State of Florida Comes to a Settlement Over “Don’t Say Gay” Bill

A settlement has been reached between a group of plaintiffs and the State of Florida in a lawsuit regarding Florida’s controversial “Parental Rights in Education” bill law — also known as the “Don’t Say Gay” law by critics. The law was signed by Florida Gov. Ron DeSantis two years ago and has since sparked fear and confusion among students, parents, and teachers as the bill initially barred classroom discussion about gender identity and sexual orientation in kindergarten through eighth grade in Florida public schools. 

In those two years, travel advisories for Florida were issued by organizations who saw the bill as diminishing the rights and freedoms of LGBTQ+ individuals and people of color. Many people were unsure if they could identify themselves as openly a part of the LGBTQ+ community without being criminalized for it. 

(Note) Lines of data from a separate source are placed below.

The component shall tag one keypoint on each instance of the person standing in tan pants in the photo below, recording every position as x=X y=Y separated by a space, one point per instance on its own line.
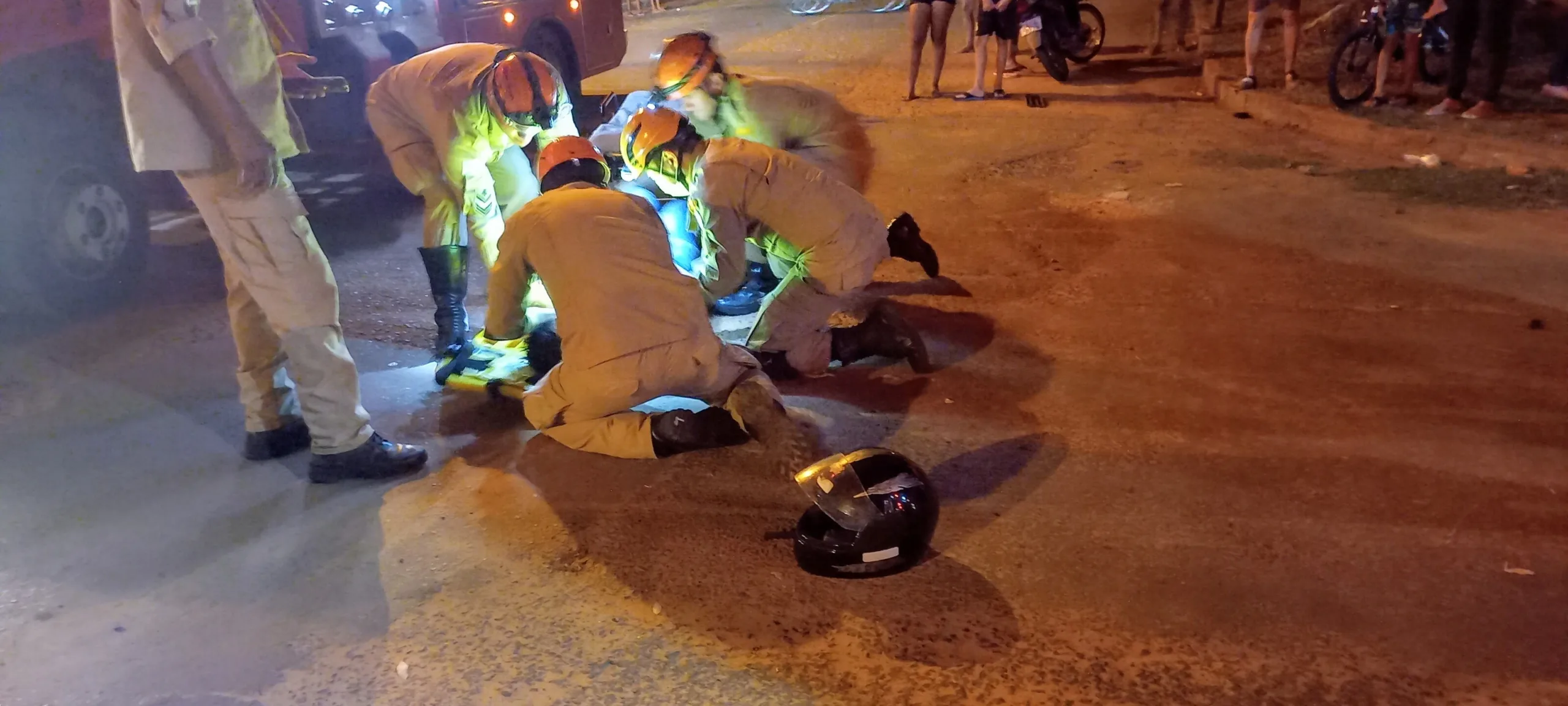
x=203 y=94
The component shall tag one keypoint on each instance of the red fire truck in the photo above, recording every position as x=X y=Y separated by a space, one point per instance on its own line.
x=73 y=212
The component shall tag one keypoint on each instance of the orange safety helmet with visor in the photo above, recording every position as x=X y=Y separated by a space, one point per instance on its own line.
x=647 y=135
x=522 y=88
x=684 y=65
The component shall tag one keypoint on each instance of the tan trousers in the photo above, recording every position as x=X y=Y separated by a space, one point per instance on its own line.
x=796 y=316
x=283 y=311
x=418 y=170
x=592 y=408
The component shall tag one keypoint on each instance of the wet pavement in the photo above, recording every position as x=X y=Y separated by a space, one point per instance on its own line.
x=1210 y=429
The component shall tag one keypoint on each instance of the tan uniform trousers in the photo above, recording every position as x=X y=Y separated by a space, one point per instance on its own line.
x=418 y=170
x=796 y=316
x=283 y=309
x=590 y=408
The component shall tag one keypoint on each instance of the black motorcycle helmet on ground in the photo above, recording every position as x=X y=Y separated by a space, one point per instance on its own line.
x=874 y=515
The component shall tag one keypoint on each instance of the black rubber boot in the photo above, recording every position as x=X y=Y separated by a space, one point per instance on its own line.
x=684 y=430
x=883 y=333
x=905 y=244
x=447 y=267
x=374 y=460
x=276 y=443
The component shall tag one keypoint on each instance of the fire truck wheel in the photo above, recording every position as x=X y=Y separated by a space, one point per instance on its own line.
x=74 y=228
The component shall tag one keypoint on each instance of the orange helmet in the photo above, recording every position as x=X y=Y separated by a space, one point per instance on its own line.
x=570 y=150
x=522 y=88
x=686 y=63
x=648 y=132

The settlement clears up some of the ambiguity surrounding the law, as it finds that students and teachers are able to speak freely about sexual orientation and gender identity in the classroom as long as it is not part of the class instructions and lesson plan. LGBTQ+ references are not prohibited in classroom discussions, books, or in students’ academic work. References to teacher’s spouses or partners, or references to the LGBTQ+ community in other situations that are not related to class instruction are also allowed. Student-run LGBTQ+ organizations are still allowed as well as safe spaces for students. 

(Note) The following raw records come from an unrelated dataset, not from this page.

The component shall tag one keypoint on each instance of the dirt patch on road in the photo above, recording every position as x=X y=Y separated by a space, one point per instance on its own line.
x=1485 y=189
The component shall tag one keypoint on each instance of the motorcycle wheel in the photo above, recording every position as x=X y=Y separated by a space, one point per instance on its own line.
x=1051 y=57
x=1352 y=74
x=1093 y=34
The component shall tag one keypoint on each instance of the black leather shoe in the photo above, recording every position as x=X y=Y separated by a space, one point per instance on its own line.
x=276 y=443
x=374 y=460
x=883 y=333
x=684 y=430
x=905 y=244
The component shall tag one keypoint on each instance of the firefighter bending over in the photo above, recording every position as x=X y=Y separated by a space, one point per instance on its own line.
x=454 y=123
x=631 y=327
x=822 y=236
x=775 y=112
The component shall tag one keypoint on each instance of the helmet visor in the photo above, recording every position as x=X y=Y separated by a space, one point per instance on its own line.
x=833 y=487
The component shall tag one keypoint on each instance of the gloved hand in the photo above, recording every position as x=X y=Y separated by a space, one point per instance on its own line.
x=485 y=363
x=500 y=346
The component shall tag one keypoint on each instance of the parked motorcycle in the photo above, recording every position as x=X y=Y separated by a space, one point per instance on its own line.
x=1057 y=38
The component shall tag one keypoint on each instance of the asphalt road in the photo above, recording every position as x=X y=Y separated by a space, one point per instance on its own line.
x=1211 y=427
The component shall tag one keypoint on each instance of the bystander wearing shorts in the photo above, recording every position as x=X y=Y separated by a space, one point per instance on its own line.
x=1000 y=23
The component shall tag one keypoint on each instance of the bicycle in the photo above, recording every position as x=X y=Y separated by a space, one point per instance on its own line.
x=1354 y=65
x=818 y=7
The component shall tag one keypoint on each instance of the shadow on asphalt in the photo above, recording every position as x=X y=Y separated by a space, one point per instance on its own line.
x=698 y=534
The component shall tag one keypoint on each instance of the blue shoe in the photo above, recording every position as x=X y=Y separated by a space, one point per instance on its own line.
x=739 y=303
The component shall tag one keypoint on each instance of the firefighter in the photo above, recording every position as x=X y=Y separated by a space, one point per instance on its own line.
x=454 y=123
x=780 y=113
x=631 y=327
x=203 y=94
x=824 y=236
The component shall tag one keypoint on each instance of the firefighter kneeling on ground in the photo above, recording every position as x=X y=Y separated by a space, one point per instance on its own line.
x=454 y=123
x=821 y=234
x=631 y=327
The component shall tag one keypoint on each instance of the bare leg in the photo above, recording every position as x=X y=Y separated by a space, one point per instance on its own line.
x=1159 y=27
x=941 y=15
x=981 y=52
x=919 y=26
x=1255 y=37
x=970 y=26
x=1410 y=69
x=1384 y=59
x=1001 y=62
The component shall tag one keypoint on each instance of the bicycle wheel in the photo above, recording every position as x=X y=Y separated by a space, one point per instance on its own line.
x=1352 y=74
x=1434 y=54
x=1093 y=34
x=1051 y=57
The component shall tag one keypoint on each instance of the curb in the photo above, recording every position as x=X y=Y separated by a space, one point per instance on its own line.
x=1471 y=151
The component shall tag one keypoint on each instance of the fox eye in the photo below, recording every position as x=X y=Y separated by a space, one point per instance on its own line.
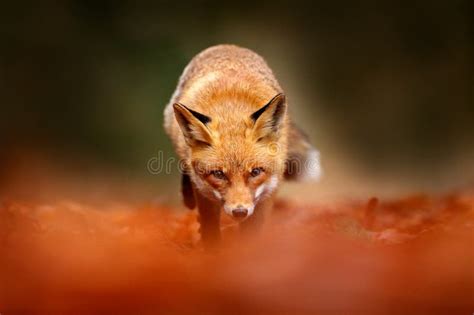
x=256 y=171
x=218 y=174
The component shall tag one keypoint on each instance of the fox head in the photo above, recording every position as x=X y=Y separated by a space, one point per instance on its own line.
x=237 y=155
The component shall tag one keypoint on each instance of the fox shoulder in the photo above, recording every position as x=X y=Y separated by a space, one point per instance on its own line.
x=303 y=160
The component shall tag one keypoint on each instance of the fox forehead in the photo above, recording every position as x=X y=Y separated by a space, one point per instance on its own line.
x=233 y=157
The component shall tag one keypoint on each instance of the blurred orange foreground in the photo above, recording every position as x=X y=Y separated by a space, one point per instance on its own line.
x=408 y=256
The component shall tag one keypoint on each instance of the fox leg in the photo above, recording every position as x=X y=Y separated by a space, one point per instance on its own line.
x=255 y=222
x=209 y=218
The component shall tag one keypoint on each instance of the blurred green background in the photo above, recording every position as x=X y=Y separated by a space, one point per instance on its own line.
x=384 y=89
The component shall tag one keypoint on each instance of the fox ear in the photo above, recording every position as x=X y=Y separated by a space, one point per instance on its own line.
x=193 y=125
x=267 y=120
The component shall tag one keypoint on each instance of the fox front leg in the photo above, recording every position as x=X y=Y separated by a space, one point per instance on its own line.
x=209 y=218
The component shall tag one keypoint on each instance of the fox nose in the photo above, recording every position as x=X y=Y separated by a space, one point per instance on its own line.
x=239 y=213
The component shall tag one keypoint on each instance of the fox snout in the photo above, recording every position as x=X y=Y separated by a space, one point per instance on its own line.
x=239 y=212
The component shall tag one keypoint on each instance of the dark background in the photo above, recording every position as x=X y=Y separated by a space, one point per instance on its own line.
x=384 y=89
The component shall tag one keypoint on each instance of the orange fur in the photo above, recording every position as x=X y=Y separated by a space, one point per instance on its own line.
x=228 y=115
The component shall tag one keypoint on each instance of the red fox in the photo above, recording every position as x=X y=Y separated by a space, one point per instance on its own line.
x=229 y=124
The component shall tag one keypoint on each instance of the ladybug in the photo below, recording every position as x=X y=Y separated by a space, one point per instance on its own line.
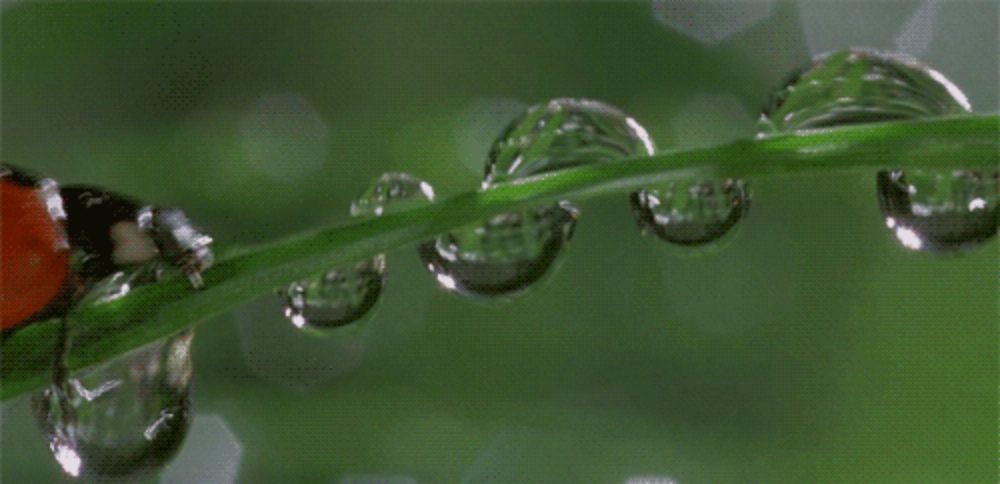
x=56 y=242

This development was needed in order to ensure the safety of the queer community. Anti-LGBTQ+ legislation such as the “Don’t Say Gay” law has major impacts on mental health for both LGBTQ+ students and parents. A majority of LGBTQ+ youth in American schools have reported being bullied in person or electronically in the past year according to the Trevor Project. In 2023 alone, there were a record number of anti-LGBTQ laws introduced, adding up to 510 — 16% of those bills passed. The others were defeated by LGBTQ+ advocates and allies. We will continue to combat these harmful laws because America needs more education on gender identity and sexual orientation, not less.